I think maybe the nurse had combed his hair because it was slicked down neatly where usually it had a mind of its own and sprouted in unruly bushes in different directions. His hair was white and without the animation of life he suddenly looked so old. He was sixty-eight but he could have been more. I wanted to tell the nurse that wasn’t how he looked. It was only a month since I had left for a summer season in Brighton. He could have passed for ten years younger then. But nothing stays still for long. Everything in life shifts beneath your feet like moving grains of sand.
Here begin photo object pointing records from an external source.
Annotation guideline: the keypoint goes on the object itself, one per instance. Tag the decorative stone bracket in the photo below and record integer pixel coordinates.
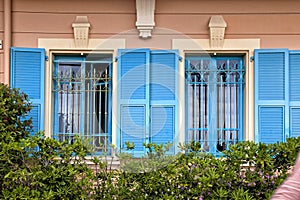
(145, 17)
(217, 27)
(81, 27)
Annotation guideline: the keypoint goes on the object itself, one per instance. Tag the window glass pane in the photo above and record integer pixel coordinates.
(215, 101)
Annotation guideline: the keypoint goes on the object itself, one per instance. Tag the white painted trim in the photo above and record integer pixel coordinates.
(56, 45)
(245, 46)
(145, 17)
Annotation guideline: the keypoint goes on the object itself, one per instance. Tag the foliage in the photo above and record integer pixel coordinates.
(36, 167)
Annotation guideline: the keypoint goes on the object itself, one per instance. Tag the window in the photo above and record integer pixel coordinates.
(82, 99)
(215, 100)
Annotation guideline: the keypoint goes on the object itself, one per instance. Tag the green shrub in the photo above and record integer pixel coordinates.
(35, 167)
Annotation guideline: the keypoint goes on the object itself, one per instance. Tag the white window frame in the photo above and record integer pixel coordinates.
(54, 46)
(231, 46)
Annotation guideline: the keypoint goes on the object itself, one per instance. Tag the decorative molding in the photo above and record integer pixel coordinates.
(81, 27)
(217, 27)
(145, 17)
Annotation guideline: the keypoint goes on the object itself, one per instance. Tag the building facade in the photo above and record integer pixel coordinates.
(142, 71)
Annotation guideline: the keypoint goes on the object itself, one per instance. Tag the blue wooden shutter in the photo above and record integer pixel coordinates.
(133, 67)
(27, 73)
(271, 95)
(294, 93)
(163, 97)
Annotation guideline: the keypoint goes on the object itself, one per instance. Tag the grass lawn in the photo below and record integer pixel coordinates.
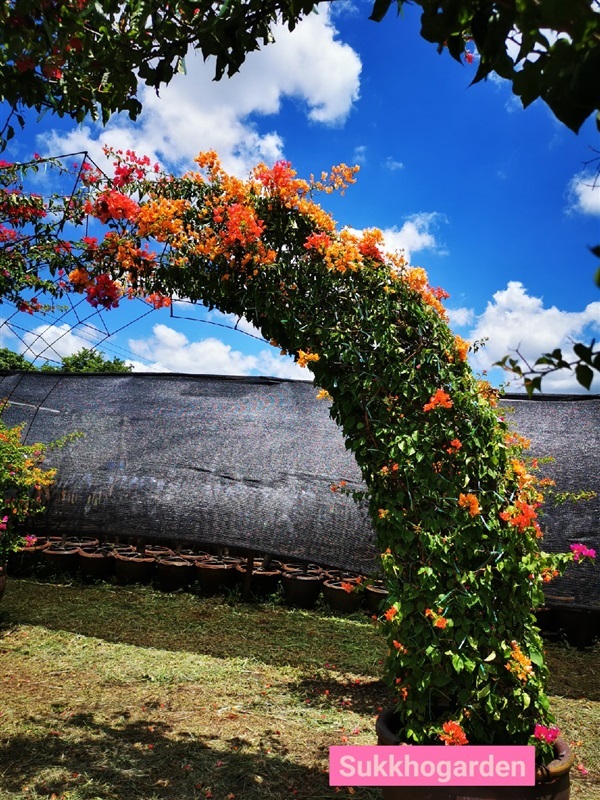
(124, 692)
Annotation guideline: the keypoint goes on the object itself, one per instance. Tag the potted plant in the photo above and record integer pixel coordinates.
(452, 500)
(24, 485)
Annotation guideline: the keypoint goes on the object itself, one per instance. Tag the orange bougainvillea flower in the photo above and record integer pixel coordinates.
(304, 358)
(438, 398)
(471, 503)
(454, 446)
(438, 619)
(519, 664)
(453, 734)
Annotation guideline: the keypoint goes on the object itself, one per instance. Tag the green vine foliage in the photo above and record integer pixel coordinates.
(453, 504)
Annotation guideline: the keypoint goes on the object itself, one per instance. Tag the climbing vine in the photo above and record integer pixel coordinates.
(453, 501)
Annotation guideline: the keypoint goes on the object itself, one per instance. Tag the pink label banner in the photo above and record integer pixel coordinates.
(431, 765)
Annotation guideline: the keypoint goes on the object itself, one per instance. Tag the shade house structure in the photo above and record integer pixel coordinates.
(249, 463)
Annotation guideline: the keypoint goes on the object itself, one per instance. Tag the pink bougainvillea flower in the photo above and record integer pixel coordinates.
(581, 551)
(545, 734)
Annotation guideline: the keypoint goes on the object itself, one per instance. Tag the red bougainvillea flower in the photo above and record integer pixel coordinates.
(113, 206)
(453, 734)
(581, 551)
(438, 398)
(104, 292)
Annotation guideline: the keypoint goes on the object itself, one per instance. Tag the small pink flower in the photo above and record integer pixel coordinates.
(581, 551)
(544, 734)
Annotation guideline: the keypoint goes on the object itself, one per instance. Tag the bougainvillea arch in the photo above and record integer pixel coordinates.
(453, 503)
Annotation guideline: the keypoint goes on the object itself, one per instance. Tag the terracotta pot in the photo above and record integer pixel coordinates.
(375, 594)
(82, 541)
(301, 589)
(96, 563)
(2, 581)
(157, 550)
(134, 568)
(25, 559)
(339, 599)
(343, 575)
(217, 574)
(174, 572)
(552, 780)
(193, 555)
(297, 566)
(61, 558)
(264, 581)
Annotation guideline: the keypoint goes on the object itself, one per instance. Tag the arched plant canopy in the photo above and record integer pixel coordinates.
(453, 504)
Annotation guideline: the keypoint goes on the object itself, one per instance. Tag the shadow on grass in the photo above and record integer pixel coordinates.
(86, 760)
(213, 626)
(364, 697)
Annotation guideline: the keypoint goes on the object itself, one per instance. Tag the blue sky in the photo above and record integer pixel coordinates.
(492, 200)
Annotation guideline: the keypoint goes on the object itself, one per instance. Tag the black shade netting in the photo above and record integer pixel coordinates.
(248, 463)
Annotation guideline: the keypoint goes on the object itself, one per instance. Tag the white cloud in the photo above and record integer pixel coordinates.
(584, 194)
(195, 113)
(416, 234)
(460, 316)
(359, 156)
(170, 350)
(515, 320)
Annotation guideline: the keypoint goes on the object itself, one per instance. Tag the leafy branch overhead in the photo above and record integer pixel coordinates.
(586, 362)
(452, 501)
(78, 57)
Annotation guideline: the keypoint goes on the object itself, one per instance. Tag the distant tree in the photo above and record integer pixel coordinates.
(87, 360)
(13, 361)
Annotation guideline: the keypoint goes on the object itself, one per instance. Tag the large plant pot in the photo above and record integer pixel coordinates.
(173, 573)
(340, 599)
(264, 580)
(157, 550)
(552, 781)
(217, 575)
(134, 568)
(61, 558)
(26, 559)
(192, 555)
(301, 589)
(96, 563)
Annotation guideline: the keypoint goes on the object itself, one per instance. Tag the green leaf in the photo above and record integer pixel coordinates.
(584, 375)
(380, 9)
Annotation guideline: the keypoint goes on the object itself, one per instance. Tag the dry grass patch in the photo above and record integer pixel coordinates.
(117, 693)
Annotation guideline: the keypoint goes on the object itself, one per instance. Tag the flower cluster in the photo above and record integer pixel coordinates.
(581, 551)
(470, 502)
(439, 398)
(453, 734)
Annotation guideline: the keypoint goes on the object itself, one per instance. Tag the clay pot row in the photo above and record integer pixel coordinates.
(302, 585)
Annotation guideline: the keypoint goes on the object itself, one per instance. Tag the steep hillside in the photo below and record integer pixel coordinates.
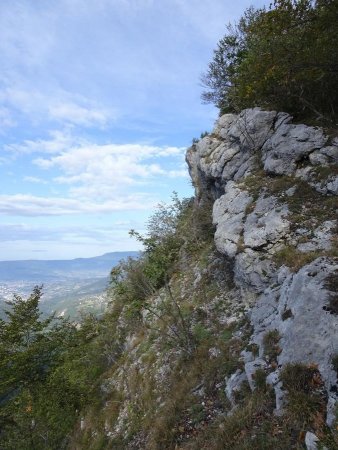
(238, 348)
(224, 333)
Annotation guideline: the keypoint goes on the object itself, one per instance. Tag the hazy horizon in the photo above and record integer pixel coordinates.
(98, 103)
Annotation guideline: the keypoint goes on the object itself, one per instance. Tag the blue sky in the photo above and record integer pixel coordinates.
(99, 100)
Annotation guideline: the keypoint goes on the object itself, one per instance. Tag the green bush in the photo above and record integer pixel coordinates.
(284, 57)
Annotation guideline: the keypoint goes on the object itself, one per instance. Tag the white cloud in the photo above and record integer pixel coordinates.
(6, 119)
(35, 180)
(79, 115)
(61, 106)
(99, 171)
(59, 141)
(30, 205)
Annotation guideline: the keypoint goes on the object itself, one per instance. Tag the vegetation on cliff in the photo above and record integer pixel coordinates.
(283, 57)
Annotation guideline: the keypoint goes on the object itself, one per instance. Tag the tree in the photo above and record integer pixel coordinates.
(284, 58)
(25, 350)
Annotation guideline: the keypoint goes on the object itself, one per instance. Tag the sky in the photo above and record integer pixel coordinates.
(99, 100)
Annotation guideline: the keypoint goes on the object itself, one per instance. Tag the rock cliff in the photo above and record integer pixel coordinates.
(235, 344)
(273, 186)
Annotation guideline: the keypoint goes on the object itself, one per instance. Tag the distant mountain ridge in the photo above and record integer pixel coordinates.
(49, 270)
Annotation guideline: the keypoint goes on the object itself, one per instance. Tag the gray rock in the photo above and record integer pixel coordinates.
(251, 368)
(252, 272)
(228, 216)
(322, 239)
(311, 441)
(288, 146)
(266, 224)
(310, 336)
(234, 384)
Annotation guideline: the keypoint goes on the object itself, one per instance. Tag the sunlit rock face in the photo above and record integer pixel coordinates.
(273, 184)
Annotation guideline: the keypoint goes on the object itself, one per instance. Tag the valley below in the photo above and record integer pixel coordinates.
(70, 287)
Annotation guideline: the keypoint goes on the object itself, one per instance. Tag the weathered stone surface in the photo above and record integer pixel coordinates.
(234, 384)
(228, 215)
(251, 368)
(289, 145)
(310, 333)
(322, 238)
(251, 226)
(311, 441)
(266, 224)
(252, 271)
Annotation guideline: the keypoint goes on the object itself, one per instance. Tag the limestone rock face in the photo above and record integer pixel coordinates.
(289, 145)
(273, 184)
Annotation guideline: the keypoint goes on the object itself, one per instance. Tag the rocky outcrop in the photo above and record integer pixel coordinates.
(273, 184)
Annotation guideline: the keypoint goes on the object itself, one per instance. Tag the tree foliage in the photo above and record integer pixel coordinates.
(284, 57)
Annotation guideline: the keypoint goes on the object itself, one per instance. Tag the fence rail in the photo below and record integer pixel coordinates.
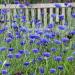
(48, 5)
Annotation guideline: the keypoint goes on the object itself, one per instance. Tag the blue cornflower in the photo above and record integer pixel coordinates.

I don’t know why it mattered to me that the nurse should know he didn’t usually look that old. Except that as soon as he was gone, I felt the need to make him exist in people’s minds, make them understand the real Da, make them love him as I loved him.
But then I looked at his face as I bent and kissed him one last time, a face so familiar and yet now so unfamiliar, and I felt the solid base of my life suddenly shift and tilt.
The real Da.
I ran a finger gently down his cheek, still soft with the leftovers of life. There had been so many mysteries in our young lives, and while Da was alive it hadn’t really mattered. Or so I’d thought. We had him. It was only now he was dead that
I began to wonder if I had ever known who the real Da was, if I had ever really known him at all.
Secrets. Secrets. Sss… secrets. They have lapped back and forth inside my brain for five years now, ever since Da died, constant as the tides. My understanding has ebbed and flowed steadily too; sometimes it reaches a peak, like the spring tide, when the water is high and deep and complete. I try to hold onto it, the completeness of that understanding, but somehow it always drifts away from me again, receding far out into the distance as if it will never return.